Answer
$\dfrac{\sqrt[4]{ 7ts^2}}{s}$
Work Step by Step
$\bf{\text{Solution Outline:}}$
To rationalize the given radical expression, $
\sqrt[4]{\dfrac{7t}{s^2}}
,$ multiply the numerator and the denominator by an expression equal to $1$ which will make the denominator a perfect power of the index.

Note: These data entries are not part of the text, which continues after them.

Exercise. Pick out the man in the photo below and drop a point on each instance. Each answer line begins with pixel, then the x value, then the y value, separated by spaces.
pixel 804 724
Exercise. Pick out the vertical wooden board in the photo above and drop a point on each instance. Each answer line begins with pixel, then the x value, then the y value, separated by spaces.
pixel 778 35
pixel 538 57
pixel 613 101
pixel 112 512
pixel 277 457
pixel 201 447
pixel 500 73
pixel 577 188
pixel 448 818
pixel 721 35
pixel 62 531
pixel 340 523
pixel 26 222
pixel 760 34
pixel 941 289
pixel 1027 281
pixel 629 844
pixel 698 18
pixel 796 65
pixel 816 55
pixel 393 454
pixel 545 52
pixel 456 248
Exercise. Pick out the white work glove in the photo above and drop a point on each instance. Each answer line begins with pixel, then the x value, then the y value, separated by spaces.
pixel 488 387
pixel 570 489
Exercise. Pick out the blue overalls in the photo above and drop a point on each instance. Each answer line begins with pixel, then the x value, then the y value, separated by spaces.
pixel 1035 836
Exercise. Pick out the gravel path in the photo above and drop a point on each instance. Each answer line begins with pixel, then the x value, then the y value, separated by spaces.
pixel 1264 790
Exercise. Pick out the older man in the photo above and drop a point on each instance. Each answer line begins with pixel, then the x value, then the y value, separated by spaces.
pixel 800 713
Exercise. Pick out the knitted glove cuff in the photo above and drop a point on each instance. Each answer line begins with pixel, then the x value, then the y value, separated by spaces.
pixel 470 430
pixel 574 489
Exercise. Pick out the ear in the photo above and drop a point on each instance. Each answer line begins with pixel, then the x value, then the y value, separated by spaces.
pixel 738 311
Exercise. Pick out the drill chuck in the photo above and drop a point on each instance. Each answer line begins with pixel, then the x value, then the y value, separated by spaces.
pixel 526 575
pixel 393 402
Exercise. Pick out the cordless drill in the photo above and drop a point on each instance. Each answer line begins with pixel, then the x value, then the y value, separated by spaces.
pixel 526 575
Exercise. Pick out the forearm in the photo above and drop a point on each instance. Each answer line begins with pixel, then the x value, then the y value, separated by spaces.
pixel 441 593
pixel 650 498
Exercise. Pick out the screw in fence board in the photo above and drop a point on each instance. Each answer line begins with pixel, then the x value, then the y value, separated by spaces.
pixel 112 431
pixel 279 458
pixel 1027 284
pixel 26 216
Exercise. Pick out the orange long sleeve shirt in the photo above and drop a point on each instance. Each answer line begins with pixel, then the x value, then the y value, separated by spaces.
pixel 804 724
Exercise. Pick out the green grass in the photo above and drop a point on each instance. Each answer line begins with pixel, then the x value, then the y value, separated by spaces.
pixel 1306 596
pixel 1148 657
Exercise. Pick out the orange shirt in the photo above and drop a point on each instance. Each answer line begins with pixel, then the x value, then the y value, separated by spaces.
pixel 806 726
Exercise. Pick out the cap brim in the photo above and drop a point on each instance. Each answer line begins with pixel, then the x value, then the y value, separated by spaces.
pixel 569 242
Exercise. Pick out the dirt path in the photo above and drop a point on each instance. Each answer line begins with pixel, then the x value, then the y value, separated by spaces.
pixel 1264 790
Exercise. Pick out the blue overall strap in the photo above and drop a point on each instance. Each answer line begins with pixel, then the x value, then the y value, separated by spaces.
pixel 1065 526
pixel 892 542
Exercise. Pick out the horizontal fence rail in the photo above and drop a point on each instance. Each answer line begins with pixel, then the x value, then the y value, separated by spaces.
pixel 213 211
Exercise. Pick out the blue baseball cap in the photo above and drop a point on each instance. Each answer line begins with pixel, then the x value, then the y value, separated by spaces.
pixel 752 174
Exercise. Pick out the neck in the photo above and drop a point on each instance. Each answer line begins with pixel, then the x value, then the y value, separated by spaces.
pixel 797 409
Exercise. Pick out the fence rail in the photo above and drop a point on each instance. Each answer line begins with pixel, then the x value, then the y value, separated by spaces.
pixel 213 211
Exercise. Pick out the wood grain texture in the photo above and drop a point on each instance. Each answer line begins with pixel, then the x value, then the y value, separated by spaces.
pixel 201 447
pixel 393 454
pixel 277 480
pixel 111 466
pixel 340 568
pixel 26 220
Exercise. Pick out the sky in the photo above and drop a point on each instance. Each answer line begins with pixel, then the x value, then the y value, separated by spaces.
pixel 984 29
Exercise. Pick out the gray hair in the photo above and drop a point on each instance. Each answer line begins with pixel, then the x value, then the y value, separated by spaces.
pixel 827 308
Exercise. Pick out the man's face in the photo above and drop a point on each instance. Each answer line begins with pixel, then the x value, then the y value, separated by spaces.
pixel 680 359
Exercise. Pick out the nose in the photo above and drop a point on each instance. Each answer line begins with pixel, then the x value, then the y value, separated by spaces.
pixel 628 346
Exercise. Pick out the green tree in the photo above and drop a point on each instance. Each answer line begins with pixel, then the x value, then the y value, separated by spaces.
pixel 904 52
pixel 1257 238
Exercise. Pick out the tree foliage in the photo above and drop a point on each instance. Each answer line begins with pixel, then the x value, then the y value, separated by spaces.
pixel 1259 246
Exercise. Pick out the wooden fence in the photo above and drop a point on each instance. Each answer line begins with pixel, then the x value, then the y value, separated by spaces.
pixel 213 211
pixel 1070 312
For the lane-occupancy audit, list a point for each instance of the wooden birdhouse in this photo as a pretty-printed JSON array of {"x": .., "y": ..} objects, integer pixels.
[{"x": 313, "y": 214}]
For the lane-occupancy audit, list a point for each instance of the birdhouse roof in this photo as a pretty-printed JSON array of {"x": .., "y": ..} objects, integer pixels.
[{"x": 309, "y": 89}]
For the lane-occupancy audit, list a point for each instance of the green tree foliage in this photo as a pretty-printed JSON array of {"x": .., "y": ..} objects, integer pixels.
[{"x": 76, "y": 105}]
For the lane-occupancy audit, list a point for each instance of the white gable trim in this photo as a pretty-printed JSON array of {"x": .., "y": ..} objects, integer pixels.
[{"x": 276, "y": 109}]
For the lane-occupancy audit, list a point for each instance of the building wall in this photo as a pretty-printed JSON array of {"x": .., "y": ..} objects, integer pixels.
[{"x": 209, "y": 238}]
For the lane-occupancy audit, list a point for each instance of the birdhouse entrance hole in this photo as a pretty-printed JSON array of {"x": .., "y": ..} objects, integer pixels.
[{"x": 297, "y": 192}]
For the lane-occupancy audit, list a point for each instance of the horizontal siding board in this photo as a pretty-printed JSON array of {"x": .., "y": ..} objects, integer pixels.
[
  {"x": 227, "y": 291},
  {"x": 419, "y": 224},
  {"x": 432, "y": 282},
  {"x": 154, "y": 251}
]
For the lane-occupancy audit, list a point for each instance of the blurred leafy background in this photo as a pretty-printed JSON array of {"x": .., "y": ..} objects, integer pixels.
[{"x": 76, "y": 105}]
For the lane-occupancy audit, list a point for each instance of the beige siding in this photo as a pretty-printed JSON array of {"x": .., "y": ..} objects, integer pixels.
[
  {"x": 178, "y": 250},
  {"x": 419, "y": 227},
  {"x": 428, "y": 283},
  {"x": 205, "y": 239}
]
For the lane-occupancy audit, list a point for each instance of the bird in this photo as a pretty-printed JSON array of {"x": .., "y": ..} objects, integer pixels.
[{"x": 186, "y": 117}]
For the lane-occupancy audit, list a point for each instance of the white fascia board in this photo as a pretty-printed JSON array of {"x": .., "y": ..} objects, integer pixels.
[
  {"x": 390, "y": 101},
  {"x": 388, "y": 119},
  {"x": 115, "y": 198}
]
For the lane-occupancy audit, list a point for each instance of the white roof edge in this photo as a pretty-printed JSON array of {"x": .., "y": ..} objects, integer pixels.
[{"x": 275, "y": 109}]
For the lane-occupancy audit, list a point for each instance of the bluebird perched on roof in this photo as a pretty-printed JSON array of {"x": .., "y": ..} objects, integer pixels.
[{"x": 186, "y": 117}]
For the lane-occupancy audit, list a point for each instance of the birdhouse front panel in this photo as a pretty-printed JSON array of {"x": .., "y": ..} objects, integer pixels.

$\bf{\text{Solution Details:}}$
Multiplying the numerator and the denominator by an expression equal to $1$ which will make the denominator a perfect power of the index results to
\begin{array}{l}\require{cancel}
\sqrt[4]{\dfrac{7t}{s^2}\cdot\dfrac{s^2}{s^2}}
\\\\=
\sqrt[4]{\dfrac{7ts^2}{s^4}}
.\end{array}
Rewriting the radicand using an expression that contains a factor that is a perfect power of the index results to
\begin{array}{l}\require{cancel}
\sqrt[4]{\dfrac{1}{s^4}\cdot 7ts^2}
\\\\=
\sqrt[4]{\left( \dfrac{1}{s} \right)^4\cdot 7ts^2}
.\end{array}
Extracting the root of the radicand that is a perfect power of the index results to
\begin{array}{l}\require{cancel}
\dfrac{1}{s}\sqrt[4]{ 7ts^2}
\\\\=
\dfrac{\sqrt[4]{ 7ts^2}}{s}
.\end{array}